User Edit Pencil Streamline Icon: https://streamlinehq.com
Authors (11)
  1. Anton Bushuiev (4 papers)
  2. Roman Bushuiev (4 papers)
  3. Petr Kouba (2 papers)
  4. Anatolii Filkin (1 paper)
  5. Marketa Gabrielova (1 paper)
  6. Michal Gabriel (1 paper)
  7. Jiri Sedlar (10 papers)
  8. Tomas Pluskal (4 papers)
  9. Jiri Damborsky (3 papers)
  10. Stanislav Mazurenko (7 papers)
  11. Josef Sivic (78 papers)
Citations (10)

Summary

Learning to Design Protein-Protein Interactions with Enhanced Generalization: An Essay

This paper presents a contribution to the domain of protein-protein interaction (PPI) design through machine learning methodologies by proposing a framework that promises improved generalization capabilities. The major contributions of the paper include the introduction of the PPIRef dataset, the conception of a new SE(3)-equivariant model named PPIformer, and demonstration of PPIformer’s superior performance in predicting mutation effects on PPIs.

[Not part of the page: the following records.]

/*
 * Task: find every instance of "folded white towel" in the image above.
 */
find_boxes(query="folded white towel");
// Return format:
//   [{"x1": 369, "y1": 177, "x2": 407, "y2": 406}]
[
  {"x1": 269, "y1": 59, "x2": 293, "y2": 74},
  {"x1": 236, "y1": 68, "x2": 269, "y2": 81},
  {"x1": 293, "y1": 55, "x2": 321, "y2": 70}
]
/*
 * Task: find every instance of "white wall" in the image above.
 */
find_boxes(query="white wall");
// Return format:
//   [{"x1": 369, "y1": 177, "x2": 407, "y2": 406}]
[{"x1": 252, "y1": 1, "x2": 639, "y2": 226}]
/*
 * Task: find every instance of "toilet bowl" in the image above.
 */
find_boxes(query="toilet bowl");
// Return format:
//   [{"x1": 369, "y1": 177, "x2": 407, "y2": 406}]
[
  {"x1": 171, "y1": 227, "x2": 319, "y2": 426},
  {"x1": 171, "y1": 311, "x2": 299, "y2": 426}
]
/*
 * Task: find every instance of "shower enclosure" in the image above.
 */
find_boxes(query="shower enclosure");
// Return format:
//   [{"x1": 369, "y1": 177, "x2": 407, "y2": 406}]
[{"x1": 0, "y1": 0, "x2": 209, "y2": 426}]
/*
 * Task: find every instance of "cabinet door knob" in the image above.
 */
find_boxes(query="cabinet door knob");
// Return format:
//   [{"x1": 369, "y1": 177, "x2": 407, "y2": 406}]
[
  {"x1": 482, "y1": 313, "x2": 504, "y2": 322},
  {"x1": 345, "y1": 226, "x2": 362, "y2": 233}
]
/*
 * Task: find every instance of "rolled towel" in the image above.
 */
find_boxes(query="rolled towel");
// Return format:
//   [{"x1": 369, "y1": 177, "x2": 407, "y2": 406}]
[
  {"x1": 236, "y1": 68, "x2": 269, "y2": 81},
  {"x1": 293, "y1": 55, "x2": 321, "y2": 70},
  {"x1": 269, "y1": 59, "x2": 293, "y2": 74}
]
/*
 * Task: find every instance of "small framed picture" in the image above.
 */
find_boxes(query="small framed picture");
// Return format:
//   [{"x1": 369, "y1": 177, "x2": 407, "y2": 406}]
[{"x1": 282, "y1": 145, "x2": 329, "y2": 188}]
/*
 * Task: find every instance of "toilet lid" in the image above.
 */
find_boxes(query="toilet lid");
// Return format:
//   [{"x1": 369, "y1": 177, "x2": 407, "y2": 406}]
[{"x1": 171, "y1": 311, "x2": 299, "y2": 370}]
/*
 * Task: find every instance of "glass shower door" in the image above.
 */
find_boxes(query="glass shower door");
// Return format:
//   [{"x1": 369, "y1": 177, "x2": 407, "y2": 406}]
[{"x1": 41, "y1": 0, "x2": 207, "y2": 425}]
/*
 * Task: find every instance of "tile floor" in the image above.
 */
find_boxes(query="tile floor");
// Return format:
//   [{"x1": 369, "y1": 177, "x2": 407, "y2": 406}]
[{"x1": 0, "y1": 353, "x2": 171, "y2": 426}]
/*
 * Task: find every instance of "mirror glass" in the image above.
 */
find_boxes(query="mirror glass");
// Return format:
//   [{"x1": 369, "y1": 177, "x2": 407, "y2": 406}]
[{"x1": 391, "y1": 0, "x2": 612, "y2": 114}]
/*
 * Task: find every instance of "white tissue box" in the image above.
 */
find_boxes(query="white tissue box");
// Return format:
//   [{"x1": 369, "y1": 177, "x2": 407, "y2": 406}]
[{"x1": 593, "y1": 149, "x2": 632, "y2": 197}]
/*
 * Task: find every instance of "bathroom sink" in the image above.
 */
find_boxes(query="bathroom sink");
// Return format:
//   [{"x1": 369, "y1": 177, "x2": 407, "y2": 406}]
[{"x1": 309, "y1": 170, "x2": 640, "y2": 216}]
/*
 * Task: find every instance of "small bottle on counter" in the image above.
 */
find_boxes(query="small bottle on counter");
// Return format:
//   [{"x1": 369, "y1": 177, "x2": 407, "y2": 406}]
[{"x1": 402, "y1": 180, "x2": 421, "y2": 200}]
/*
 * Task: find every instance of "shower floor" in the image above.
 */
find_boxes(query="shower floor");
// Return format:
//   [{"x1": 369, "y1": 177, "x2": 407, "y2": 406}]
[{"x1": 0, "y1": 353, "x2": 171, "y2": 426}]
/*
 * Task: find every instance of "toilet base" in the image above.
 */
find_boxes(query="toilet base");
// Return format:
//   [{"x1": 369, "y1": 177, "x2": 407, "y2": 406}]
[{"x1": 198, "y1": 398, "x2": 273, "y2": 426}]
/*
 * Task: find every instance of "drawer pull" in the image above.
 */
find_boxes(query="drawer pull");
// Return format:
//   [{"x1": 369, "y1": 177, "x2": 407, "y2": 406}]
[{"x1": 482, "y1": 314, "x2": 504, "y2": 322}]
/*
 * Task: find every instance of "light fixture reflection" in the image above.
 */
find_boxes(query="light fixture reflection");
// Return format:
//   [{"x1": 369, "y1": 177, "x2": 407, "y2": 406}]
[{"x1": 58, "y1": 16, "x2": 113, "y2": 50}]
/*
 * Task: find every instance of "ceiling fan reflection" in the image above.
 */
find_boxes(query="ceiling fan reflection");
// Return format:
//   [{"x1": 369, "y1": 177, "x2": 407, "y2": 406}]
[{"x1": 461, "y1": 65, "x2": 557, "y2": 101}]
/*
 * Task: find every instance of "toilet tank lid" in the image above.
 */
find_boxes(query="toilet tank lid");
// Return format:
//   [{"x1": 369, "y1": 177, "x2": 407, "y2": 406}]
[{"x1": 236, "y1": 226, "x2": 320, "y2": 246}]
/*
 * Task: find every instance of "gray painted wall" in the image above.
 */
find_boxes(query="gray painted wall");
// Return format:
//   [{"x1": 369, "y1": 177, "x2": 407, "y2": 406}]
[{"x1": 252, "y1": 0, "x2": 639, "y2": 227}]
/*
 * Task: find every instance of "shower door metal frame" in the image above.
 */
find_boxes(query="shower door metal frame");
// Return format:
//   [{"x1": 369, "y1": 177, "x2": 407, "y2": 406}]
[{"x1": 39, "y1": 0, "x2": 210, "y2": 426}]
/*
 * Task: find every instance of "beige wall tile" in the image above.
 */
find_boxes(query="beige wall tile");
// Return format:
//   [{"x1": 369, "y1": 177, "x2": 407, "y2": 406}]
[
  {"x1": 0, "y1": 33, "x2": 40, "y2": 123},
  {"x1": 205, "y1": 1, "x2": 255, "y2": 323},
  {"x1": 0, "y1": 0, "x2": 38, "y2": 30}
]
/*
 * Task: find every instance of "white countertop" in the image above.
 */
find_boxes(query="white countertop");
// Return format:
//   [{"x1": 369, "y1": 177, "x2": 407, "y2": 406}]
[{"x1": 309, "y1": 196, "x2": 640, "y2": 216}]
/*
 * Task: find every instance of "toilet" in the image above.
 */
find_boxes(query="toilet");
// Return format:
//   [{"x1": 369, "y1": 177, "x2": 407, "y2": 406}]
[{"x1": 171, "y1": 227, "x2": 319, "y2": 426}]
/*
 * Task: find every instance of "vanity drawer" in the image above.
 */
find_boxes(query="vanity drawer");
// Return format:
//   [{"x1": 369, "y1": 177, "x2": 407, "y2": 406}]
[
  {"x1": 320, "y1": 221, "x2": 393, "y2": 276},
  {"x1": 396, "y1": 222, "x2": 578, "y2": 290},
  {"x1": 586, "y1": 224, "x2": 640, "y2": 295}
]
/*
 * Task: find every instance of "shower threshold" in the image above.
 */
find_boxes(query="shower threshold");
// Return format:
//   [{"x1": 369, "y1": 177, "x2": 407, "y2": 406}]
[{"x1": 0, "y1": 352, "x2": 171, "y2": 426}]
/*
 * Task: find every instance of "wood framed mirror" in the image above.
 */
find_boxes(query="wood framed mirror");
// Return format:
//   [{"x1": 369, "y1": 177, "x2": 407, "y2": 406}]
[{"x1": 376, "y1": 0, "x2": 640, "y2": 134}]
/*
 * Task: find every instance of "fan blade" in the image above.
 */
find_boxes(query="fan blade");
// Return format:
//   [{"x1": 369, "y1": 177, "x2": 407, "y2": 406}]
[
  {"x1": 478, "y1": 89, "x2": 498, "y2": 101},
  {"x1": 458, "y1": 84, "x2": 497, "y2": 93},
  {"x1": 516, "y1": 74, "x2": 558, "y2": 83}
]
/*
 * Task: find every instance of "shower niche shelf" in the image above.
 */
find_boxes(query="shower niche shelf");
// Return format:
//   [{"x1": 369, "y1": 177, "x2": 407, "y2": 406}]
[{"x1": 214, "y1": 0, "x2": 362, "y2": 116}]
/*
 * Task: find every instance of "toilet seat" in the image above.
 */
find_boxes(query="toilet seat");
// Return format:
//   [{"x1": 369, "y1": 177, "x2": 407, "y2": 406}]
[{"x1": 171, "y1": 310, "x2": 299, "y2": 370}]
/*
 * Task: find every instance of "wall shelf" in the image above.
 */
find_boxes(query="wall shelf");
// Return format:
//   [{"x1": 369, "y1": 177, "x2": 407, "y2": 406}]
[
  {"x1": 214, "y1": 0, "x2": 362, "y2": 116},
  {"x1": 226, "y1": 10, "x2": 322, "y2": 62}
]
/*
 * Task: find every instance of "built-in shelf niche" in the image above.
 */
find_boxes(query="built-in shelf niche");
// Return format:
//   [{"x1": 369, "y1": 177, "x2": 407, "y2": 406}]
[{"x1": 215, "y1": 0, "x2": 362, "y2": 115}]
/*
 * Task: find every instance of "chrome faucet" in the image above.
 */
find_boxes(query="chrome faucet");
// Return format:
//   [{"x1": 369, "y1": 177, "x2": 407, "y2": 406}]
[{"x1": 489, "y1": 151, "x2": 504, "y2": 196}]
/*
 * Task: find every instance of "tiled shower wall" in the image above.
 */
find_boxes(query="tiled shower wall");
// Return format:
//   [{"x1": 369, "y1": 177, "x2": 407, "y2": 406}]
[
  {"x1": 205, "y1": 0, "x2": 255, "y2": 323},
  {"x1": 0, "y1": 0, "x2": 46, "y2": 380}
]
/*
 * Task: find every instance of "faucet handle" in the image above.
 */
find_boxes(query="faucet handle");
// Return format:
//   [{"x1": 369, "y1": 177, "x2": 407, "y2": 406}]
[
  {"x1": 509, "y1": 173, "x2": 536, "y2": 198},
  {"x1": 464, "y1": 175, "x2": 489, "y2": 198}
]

PPIRef: A Comprehensive Dataset

The authors have curated PPIRef, the largest non-redundant dataset of 3D protein-protein interactions to date. The dataset leverages data from the Protein Data Bank (PDB) and addresses critical issues in existing datasets, including redundancy and bias. This is achieved using a novel scalable algorithm called iDist, which identifies and clusters structurally similar protein interfaces, thus enabling the construction of a comprehensive yet non-redundant dataset. PPIRef’s deduplication ensures diverse exposure to PPI structures during model training, which is crucial for achieving broad generalization.

PPIformer: A New Model Architecture

The PPIformer model stands out due to its SE(3)-equivariance, which ensures geometric invariance essential for processing protein structures. Built upon Equiformer graph attention layers, PPIformer processes coarse-grained representations of protein complexes. By doing so, it effectively mitigates the risk of overfitting associated with precise atomic structures. This model is pretrained on PPIRef using a structural masked modeling approach, which is a sophisticated self-supervised learning methodology. This pretraining approach leverages intrinsic structural patterns in protein interactions, enhancing the model's ability to generalize upon unseen data.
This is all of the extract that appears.